= Pakistan National Commission for Minorities =

Commission for religious minorities

The Pakistan National Commission for Minorities is a commission for the preservation of religious minorities in Pakistan. It is under Ministry of Religious Affairs and Inter-faith Harmony. National Minorities Day has been observed annually on 11 August in Pakistan since 2009 to honor the services and sacrifices rendered by religious minorities for the country over the years.

==Background==
In June 2014, the Supreme Court of Pakistan in the Peshawar church bombing case mandated the federal government to form a national council for minorities. Till 2018 no such Commission was formed. So the Centre for Social Justice, the Human Rights Commission of Pakistan and the Cecil and Iris Chaudhry Foundation filed a public interest litigation in the Supreme Court to have the judgement implemented. On 19 February 2020, the Ministry of Religious Affairs and Inter-faith Harmony requested the Supreme Court to give more time for the formation of the commission and the Court gave 2 months to constitute the commission.

==Structure==
The commission contains six official and 12 non-official members including the chairman for a term of three years.

The 6 official members are chairman of the Council of Islamic Ideology, secretary of the Ministry of Religious Affairs, one member from the Ministry of Interior, Ministry of Law and Justice, the Ministry of Human Rights and the Federal Education and Professional Training each.

The 12 non-official members include 2 Muslims, 3 Hindus, 3 Christians, 2 Sikh, 1 Parsi and 1 Kalasha members.

==Criticism==
The Ahmadiya were excluded from the Commission. A resolution seeking their inclusion was submitted in the Pakistan assembly in which it is said that the Ahmadiya to be included in the Commission, if their top leaders submits that the Ahmadiyas are non Muslims.

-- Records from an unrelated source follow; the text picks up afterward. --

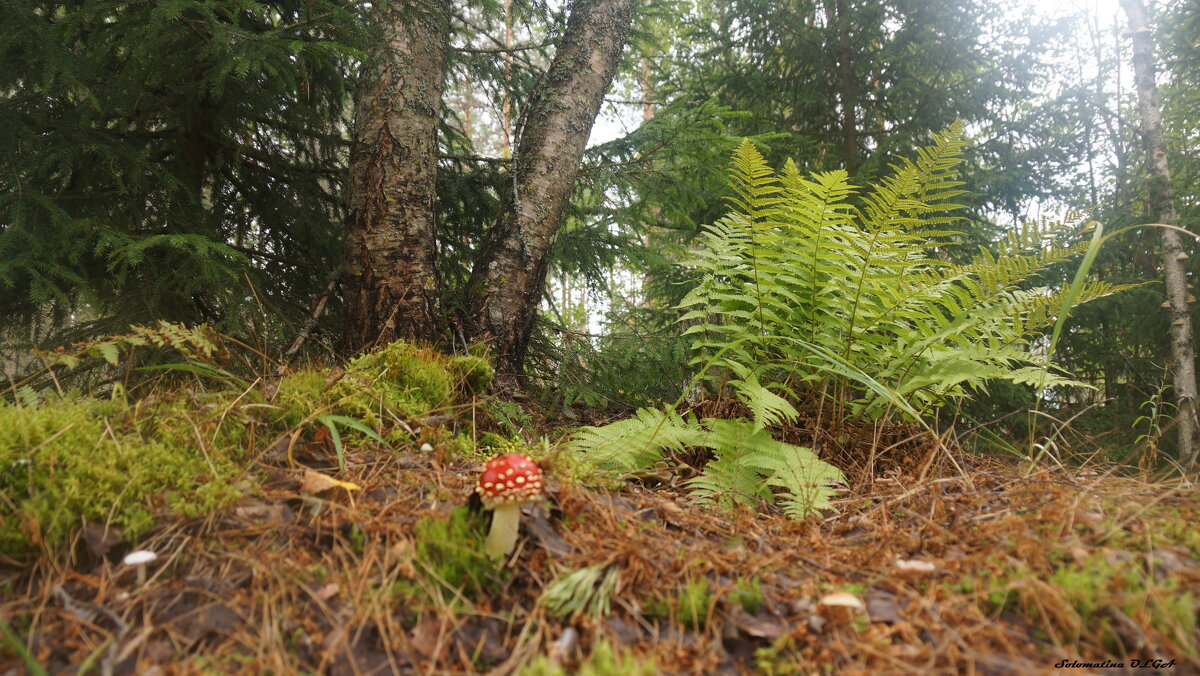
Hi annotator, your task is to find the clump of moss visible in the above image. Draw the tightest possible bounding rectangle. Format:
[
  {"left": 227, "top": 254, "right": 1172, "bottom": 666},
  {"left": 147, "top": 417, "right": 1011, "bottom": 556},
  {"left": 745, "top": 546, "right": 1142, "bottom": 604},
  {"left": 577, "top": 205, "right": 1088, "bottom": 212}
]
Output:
[
  {"left": 0, "top": 399, "right": 241, "bottom": 558},
  {"left": 446, "top": 354, "right": 496, "bottom": 394},
  {"left": 394, "top": 507, "right": 500, "bottom": 603},
  {"left": 329, "top": 341, "right": 472, "bottom": 426},
  {"left": 271, "top": 369, "right": 329, "bottom": 427},
  {"left": 518, "top": 640, "right": 659, "bottom": 676}
]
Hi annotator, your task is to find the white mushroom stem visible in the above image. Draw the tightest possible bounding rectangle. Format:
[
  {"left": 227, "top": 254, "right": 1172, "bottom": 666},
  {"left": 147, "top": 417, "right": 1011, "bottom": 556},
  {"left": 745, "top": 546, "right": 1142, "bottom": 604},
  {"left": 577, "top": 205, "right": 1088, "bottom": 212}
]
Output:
[{"left": 484, "top": 502, "right": 521, "bottom": 558}]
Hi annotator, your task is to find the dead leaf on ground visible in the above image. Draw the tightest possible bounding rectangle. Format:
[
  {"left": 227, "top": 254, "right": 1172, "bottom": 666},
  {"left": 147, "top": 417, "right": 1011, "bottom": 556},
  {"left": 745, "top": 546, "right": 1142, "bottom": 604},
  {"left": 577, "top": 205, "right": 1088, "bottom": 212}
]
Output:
[{"left": 300, "top": 469, "right": 360, "bottom": 495}]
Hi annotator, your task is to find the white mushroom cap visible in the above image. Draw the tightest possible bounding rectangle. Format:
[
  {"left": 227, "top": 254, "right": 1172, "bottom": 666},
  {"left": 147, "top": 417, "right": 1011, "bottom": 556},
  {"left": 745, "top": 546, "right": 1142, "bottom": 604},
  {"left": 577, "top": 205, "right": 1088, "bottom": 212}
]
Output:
[{"left": 121, "top": 549, "right": 158, "bottom": 566}]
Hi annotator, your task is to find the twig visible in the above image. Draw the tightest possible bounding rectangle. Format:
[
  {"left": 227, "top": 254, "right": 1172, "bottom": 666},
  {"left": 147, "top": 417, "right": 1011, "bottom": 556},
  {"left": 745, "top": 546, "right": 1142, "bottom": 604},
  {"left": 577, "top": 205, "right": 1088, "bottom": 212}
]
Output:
[{"left": 281, "top": 274, "right": 342, "bottom": 367}]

Advocate Sarwan Kumar Bheel is a Scheduled Caste rights activist who has highlighted the need for representation of the Scheduled Caste community in the National Commission for Minorities in Pakistan. He believes that many of the issues faced by minorities in Pakistan are connected to the Scheduled Caste community, which is often ignored in various decision-making processes and institutional frameworks, The Hindu Sudhar Sabha criticized the commission for excluding Scheduled castes Hindus, who constitute majority of the Hindu community, Peter Jacob, the Catholic director of the Centre for Social Justice said that the minority commission is under the Ministry of Religious Affairs and have no statutory powers. He added that the formation of the minority commission was supposed to be formed as an act of parliament.

Another criticism is about the inclusion of two Muslim members in the a commission for religious minorities. Religious Minority leaders questioned that if non-Muslims cannot be part of the Council of Islamic Ideology, then why include Muslim members in the minority commission.